Credit: Vanderbilt University
History suggests that the line between creativity and madness is a fine one, but a small group of people known as schizotypes are able to walk it with few problems and even benefit from it.
A new study confirms that their enhanced creativity may come from using more of the right side of the brain than the rest of us.
In the spectrum between normal and insane, schizotypes generally fall somewhere in the middle. While they do not suffer many of the symptoms affecting schizophrenics, including paranoia, hallucinations and incoherent thoughts, schizotypes often exhibit their own eccentricities.
"They may dress or carry themselves in a strange way," says Bradley Folley, a graduate student in clinical psychology at Vanderbilt University in Tennessee and the lead author of the study. "They're not abnormal, they live normal lives but they often have idiosyncratic ways of thinking. Certain things may have special meaning for them or they may be more spiritually attuned."
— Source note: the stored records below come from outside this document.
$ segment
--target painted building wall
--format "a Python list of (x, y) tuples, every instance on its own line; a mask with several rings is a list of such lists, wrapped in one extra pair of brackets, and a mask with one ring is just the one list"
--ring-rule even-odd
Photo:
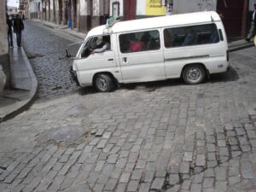
[(217, 0), (173, 0), (174, 14), (216, 10), (216, 8)]
[(254, 9), (253, 9), (253, 4), (256, 3), (256, 0), (250, 0), (249, 1), (249, 6), (248, 6), (248, 9), (249, 9), (249, 11), (253, 11)]

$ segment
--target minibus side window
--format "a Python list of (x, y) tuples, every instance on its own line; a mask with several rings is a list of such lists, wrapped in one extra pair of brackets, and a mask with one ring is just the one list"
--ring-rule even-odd
[(164, 30), (165, 47), (182, 47), (219, 42), (215, 24), (166, 28)]
[[(106, 44), (108, 46), (106, 46)], [(110, 36), (92, 37), (85, 43), (81, 51), (81, 57), (86, 58), (92, 53), (102, 53), (111, 49)]]
[(121, 53), (155, 50), (160, 49), (159, 31), (147, 31), (119, 35)]

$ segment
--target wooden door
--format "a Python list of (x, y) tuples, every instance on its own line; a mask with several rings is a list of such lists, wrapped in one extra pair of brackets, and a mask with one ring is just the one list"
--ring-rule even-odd
[(124, 20), (134, 20), (136, 15), (136, 0), (125, 0)]
[(218, 1), (217, 10), (222, 15), (226, 33), (229, 38), (241, 35), (244, 0)]

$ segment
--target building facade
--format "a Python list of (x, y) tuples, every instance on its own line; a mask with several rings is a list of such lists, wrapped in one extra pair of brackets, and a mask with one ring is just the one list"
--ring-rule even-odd
[[(222, 15), (228, 37), (245, 36), (248, 4), (255, 0), (111, 0), (110, 15), (123, 20), (205, 10)], [(252, 8), (250, 8), (252, 9)]]
[[(20, 0), (27, 1), (27, 0)], [(106, 23), (108, 16), (123, 20), (214, 10), (222, 15), (229, 37), (245, 36), (249, 4), (256, 0), (29, 0), (32, 19), (86, 32)], [(251, 9), (251, 8), (250, 8)]]

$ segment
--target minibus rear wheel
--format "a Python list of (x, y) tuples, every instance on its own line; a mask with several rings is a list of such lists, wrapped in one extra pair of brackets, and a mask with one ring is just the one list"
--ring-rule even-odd
[(110, 92), (113, 89), (113, 80), (108, 74), (97, 74), (94, 79), (94, 86), (99, 92)]
[(195, 84), (201, 83), (206, 78), (206, 71), (201, 65), (191, 64), (183, 71), (183, 79), (186, 84)]

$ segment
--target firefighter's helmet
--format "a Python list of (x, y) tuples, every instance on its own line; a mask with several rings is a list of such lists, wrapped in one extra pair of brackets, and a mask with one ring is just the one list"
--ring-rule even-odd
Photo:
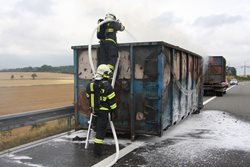
[(96, 70), (95, 80), (101, 80), (103, 78), (110, 79), (112, 76), (112, 71), (106, 64), (101, 64)]
[(116, 17), (114, 14), (112, 13), (107, 13), (105, 16), (105, 19), (112, 19), (112, 20), (116, 20)]

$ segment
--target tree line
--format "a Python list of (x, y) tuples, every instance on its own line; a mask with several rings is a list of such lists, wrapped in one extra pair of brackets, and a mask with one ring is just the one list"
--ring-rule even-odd
[(53, 67), (50, 65), (42, 65), (41, 67), (23, 67), (23, 68), (14, 68), (14, 69), (3, 69), (1, 72), (57, 72), (57, 73), (66, 73), (73, 74), (74, 66), (58, 66)]

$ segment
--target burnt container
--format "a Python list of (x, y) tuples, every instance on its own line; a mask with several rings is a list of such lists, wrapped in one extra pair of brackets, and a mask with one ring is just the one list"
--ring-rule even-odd
[[(96, 69), (99, 45), (92, 46)], [(118, 133), (161, 136), (163, 130), (202, 108), (202, 66), (198, 54), (166, 42), (118, 45), (119, 74), (115, 84)], [(92, 80), (88, 46), (72, 46), (76, 129), (87, 129), (90, 115), (85, 96)]]

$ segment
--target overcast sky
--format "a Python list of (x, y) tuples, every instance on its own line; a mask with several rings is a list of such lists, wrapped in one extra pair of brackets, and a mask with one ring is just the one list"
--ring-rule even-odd
[(129, 32), (119, 43), (165, 41), (250, 66), (249, 0), (0, 0), (0, 69), (72, 65), (71, 46), (87, 45), (107, 12)]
The link between creativity and psychosis has largely been based on anecdotal evidence and correlation studies. The Vanderbilt study is the first to investigate the creative process experimentally using brain-imaging techniques.
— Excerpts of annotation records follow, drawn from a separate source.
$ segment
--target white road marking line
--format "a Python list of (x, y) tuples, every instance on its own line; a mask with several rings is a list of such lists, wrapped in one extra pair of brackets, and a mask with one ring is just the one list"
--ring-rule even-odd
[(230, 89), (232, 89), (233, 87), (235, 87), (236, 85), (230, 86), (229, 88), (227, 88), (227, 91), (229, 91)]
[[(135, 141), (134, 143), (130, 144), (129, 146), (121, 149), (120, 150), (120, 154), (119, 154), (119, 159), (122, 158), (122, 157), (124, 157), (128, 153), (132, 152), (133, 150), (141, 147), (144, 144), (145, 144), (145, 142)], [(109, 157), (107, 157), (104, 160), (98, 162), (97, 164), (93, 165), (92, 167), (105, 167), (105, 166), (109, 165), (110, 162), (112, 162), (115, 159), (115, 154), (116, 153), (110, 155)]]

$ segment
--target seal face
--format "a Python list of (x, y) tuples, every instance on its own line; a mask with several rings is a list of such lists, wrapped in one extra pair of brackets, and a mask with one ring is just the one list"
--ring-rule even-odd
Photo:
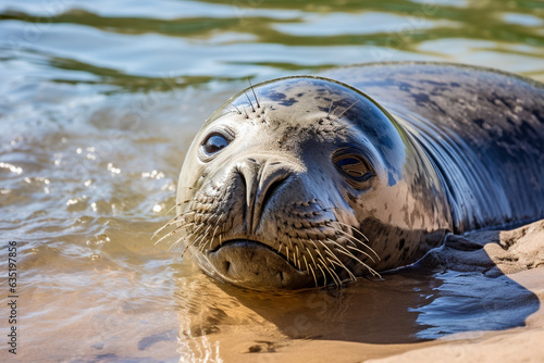
[(341, 285), (413, 263), (447, 233), (544, 217), (543, 85), (441, 63), (329, 76), (357, 88), (267, 82), (196, 136), (165, 237), (177, 234), (210, 276)]
[(378, 275), (453, 228), (412, 137), (370, 97), (320, 77), (257, 85), (213, 113), (186, 155), (173, 223), (207, 274), (254, 289)]

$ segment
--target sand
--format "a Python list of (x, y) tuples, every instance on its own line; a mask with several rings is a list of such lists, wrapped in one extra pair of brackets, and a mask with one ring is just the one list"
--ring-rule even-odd
[[(239, 304), (235, 309), (224, 309), (231, 318), (230, 323), (222, 321), (213, 325), (217, 330), (196, 338), (193, 343), (201, 347), (193, 349), (193, 352), (200, 353), (191, 355), (191, 360), (202, 361), (201, 351), (208, 351), (215, 352), (208, 356), (223, 362), (544, 362), (543, 266), (544, 221), (509, 231), (477, 231), (450, 236), (443, 248), (432, 251), (412, 267), (412, 273), (432, 267), (434, 271), (443, 268), (445, 274), (455, 272), (456, 276), (468, 276), (469, 281), (474, 281), (474, 285), (461, 286), (457, 291), (453, 289), (453, 295), (466, 295), (462, 298), (465, 300), (459, 301), (470, 302), (470, 298), (474, 298), (487, 305), (491, 301), (493, 305), (497, 300), (497, 303), (506, 304), (502, 308), (506, 309), (506, 314), (527, 311), (527, 306), (532, 306), (526, 315), (520, 315), (522, 326), (500, 328), (498, 325), (499, 328), (490, 328), (494, 325), (484, 322), (480, 330), (474, 328), (479, 326), (475, 322), (466, 331), (444, 334), (438, 339), (426, 341), (410, 341), (410, 326), (415, 323), (406, 311), (413, 309), (407, 309), (398, 302), (404, 299), (403, 293), (408, 296), (408, 300), (411, 299), (409, 288), (401, 291), (404, 286), (409, 287), (411, 284), (410, 273), (408, 277), (405, 273), (386, 277), (386, 283), (371, 281), (370, 288), (346, 289), (349, 292), (345, 292), (346, 296), (338, 301), (347, 299), (350, 302), (346, 302), (342, 309), (329, 306), (326, 314), (337, 314), (329, 318), (297, 309), (295, 300), (289, 308), (281, 305), (281, 299), (268, 305), (267, 299), (256, 301), (258, 298), (244, 299), (243, 296), (236, 296)], [(500, 288), (500, 284), (497, 285), (499, 288), (494, 288), (492, 284), (491, 288), (485, 289), (478, 285), (482, 278), (491, 283), (508, 280), (509, 286), (518, 286), (527, 293), (517, 293), (519, 289), (511, 292), (507, 288)], [(455, 287), (456, 281), (457, 279), (453, 279), (453, 284), (449, 281), (449, 285), (444, 286)], [(432, 279), (429, 284), (440, 285)], [(380, 295), (382, 288), (398, 293), (384, 291)], [(236, 295), (232, 290), (225, 292)], [(376, 293), (378, 301), (387, 297), (391, 299), (383, 301), (381, 306), (376, 306), (376, 300), (371, 299), (367, 303), (354, 303), (354, 300), (363, 300), (363, 297)], [(502, 302), (498, 301), (499, 297)], [(528, 302), (528, 299), (532, 301)], [(375, 309), (371, 309), (372, 304)], [(452, 306), (459, 309), (455, 304)], [(276, 309), (283, 309), (283, 313), (269, 314), (270, 310)], [(498, 313), (503, 310), (497, 310), (497, 320), (504, 320), (504, 315)], [(429, 306), (420, 309), (420, 317), (424, 317), (425, 312), (433, 313), (435, 310)], [(236, 321), (235, 314), (243, 317)], [(452, 311), (446, 323), (455, 321), (455, 314)], [(300, 317), (299, 326), (308, 328), (297, 336), (292, 328), (297, 326), (295, 321)], [(462, 318), (470, 323), (466, 316), (459, 318), (461, 323)], [(251, 322), (248, 323), (248, 320)], [(349, 324), (349, 320), (353, 324)], [(342, 333), (337, 330), (338, 327)], [(447, 330), (447, 327), (444, 328)], [(406, 337), (403, 338), (403, 335)]]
The researchers defined creativity as the ability to generate something new and useful from existing products or ideas.
"Creativity at its base is associative," Folley told LiveScience. "It's taking things that you might see and pass by everyday and using them in a novel way to solve a new problem."
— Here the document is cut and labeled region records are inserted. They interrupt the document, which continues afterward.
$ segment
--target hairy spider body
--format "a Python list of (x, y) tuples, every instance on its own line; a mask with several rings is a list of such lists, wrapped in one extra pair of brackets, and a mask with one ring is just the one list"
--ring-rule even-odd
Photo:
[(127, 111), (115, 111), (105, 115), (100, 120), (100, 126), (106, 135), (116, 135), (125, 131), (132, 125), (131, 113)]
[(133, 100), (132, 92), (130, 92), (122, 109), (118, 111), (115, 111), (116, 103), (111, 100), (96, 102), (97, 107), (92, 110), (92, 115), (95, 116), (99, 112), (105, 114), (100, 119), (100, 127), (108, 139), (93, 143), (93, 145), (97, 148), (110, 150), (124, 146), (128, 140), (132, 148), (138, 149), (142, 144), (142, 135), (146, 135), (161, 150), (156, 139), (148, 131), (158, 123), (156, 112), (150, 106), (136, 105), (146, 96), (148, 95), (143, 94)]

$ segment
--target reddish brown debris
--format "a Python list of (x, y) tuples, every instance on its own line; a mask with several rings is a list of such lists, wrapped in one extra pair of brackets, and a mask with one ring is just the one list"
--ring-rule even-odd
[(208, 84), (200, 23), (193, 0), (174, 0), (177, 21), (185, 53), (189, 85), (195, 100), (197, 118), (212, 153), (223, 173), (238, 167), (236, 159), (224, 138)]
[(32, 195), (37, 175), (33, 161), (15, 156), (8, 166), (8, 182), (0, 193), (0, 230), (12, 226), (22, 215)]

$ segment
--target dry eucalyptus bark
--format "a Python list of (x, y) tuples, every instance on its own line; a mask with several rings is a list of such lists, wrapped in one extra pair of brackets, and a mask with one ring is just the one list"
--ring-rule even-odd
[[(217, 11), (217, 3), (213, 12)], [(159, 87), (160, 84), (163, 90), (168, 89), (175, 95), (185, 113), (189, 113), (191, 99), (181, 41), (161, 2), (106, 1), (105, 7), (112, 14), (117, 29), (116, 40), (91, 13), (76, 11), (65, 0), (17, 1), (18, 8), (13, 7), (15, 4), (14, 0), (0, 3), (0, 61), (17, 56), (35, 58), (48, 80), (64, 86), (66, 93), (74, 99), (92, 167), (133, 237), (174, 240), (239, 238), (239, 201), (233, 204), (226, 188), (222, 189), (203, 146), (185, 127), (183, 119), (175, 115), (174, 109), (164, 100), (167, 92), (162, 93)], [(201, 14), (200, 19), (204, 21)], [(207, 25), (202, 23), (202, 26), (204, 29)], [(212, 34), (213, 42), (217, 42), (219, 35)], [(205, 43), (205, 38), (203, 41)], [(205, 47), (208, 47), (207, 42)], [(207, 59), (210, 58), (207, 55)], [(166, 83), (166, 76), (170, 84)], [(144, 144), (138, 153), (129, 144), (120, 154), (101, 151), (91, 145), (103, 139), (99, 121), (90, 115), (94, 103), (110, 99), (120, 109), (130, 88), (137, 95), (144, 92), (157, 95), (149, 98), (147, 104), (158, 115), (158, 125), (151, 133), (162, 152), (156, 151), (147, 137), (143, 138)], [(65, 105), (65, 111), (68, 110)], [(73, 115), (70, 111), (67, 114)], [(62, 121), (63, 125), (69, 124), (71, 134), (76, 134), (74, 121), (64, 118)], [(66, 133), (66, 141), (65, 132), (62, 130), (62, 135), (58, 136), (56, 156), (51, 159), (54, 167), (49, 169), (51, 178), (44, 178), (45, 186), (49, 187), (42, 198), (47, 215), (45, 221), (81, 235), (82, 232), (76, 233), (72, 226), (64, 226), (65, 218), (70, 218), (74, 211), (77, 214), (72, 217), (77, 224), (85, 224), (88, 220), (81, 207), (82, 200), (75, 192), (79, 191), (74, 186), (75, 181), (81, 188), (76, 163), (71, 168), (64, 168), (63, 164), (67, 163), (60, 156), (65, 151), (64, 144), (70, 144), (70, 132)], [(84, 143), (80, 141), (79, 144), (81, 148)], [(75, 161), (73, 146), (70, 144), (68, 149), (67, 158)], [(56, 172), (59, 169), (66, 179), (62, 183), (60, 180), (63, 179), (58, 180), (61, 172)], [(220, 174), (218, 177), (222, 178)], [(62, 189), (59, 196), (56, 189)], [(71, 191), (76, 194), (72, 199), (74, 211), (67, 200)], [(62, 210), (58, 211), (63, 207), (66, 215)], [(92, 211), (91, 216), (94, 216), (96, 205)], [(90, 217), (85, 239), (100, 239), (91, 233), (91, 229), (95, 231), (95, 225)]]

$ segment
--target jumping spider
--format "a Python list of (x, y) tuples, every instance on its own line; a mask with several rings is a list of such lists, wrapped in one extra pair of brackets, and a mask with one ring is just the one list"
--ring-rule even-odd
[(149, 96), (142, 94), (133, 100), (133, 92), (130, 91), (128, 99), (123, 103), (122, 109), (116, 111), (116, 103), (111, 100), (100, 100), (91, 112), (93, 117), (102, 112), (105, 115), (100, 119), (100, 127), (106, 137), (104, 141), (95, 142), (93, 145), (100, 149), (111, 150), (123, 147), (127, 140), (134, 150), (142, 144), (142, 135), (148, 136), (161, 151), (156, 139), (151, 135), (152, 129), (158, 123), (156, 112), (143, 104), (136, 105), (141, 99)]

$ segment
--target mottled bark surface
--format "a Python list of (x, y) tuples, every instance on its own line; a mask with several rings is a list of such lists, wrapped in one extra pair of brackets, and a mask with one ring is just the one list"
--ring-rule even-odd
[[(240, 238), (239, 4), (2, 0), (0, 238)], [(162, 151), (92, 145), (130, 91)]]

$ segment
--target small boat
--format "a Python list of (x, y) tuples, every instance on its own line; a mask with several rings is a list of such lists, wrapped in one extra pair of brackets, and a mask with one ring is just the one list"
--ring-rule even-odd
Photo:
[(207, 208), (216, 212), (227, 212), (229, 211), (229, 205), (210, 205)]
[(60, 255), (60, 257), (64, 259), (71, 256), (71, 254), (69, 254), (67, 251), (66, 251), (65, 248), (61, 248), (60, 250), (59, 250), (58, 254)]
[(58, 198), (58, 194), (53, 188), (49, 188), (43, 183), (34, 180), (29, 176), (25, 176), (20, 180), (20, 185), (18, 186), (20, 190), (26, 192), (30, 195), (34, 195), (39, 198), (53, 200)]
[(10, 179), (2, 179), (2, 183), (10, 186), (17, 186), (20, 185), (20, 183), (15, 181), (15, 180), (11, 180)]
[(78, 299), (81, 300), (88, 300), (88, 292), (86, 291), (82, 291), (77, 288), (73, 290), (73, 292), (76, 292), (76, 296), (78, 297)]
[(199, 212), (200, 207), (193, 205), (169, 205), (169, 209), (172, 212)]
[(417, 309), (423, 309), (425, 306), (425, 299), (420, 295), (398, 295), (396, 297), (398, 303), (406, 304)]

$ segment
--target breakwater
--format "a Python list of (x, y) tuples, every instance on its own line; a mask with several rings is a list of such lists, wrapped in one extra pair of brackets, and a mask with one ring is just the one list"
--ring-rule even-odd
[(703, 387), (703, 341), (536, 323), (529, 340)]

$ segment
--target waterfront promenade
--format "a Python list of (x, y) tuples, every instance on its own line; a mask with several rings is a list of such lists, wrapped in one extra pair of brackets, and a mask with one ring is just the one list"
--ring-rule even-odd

The researchers conducted two experiments to compare the creative thinking processes of schizotypes, schizophrenics and normal control subjects.
In the first experiment, subjects were shown a variety of household objects and asked to come up with new functions for them.
For example, all three groups would be asked to come up with possible uses for a needle and thread. While the normal and schizophrenic controls came up with pretty typical responses like sewing or stitching, one schizotype said that if a person was poor but wanted to get engaged, he could use the thread to make a ring and use the needle to write "I Love You," in the sand.
In the second experiment, the three groups were again asked to come up with creative uses for everyday objects, but this time their brains were monitored using a brain-imaging technique called near-infrared optical spectroscopy.
The scans showed that both sides of the brain in all three groups were active when making novel associations. However, in the brains of schizotypes, the activation of the right hemisphere was much higher compared to brains of the control subjects.
Folley speculates that what may be happening is that schizotypes may either have more access to the right hemisphere than the average population or there may be more efficient communication between the two hemispheres.
The finding is detailed online in the journal Schizophrenia Research.